Peki böylesine acılarla dolu bir tablo neden oluşmuştur? Bu terör belasının kapladığı ülke sathının, kan ve kin bulaşan bu tablosundan kim sorumludur?
"Askeri kışlasına, polisi karakoluna çekenler mi?’’
‘’PKK’ya dokundurtmayanlar mı?’’
‘’PKK’yla açılım yapanlar mı?’’
‘’Açılım buzdolabında diyenler mi?’’
‘’Milliyetçiliği ayakaltına alanlar mı?’’
‘’İmralı canisi mi? Ondan emir alanlar mı?’’
Kim, kim sorumludur?
Bunun cevabı yaşanan olaylarda ve tarihin unutmaz hafızasında saklıdır…
Ülkemizde yapılan 7 Haziran seçimleri biteli neredeyse iki buçuk ay olmuş, hala hükümet kurulamamış! Teröre çare üretmesi gerekenler; ellinde mikrofon, ’şehit cenazelerinde’ sadece sabır dilemektedirler..!
Ya evlatlarını terör belasına kurban veren anneler, babalar, eşler, evlatlar, sevgililer, dostlar, arkadaşlar?
Anaların feryatları her yanı kaplamış, ülkemizin gözleri yaşlıdır…

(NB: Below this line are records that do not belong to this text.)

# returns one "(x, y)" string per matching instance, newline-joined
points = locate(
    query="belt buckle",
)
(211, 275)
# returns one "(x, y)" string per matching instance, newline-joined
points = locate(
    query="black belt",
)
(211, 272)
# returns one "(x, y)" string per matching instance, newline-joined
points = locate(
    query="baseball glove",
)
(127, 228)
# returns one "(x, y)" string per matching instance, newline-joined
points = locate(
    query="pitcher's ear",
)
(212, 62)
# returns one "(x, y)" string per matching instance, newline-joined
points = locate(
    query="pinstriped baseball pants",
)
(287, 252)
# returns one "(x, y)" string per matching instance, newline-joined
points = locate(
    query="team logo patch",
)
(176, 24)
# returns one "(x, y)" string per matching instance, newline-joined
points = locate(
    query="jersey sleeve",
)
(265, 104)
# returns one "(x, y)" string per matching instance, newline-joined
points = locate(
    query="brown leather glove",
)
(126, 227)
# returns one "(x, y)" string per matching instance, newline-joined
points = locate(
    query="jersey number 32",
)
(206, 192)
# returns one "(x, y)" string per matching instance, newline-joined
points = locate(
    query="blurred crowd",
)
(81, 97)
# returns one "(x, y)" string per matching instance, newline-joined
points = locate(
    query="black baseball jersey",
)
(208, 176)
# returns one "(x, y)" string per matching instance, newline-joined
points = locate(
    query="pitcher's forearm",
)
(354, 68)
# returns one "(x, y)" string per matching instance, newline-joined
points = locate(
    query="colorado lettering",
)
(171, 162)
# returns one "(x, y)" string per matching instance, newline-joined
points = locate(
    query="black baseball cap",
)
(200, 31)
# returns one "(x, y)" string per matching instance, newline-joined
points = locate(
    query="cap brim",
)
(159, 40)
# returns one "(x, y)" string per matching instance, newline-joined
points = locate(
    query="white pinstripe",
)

Böylesine onarılmaz acıların yaşandığı vatan topraklarımızda; P.K.K terör örgütü, ülkemizin kırsalından şehre inmiş; ellerinde silah yol kesmekte, yurttaşlarımızın kimliklerini kontrol etmekte, araçları ateşe verip, etrafa korku saçmaya devam etmektedir…
Bu nasıl bir süreçtir ki! Kürt sorununu çözmek adına çıkılan yol bir anda kan gölüne dönüvermiştir?
Ülkemizin ‘kamu güvenliğini’ her şeyden önemli görüp, üstün tutanların; yaşanan bu acılar yumağına acilen çözüm üretmeleri hayati öneme haizdir.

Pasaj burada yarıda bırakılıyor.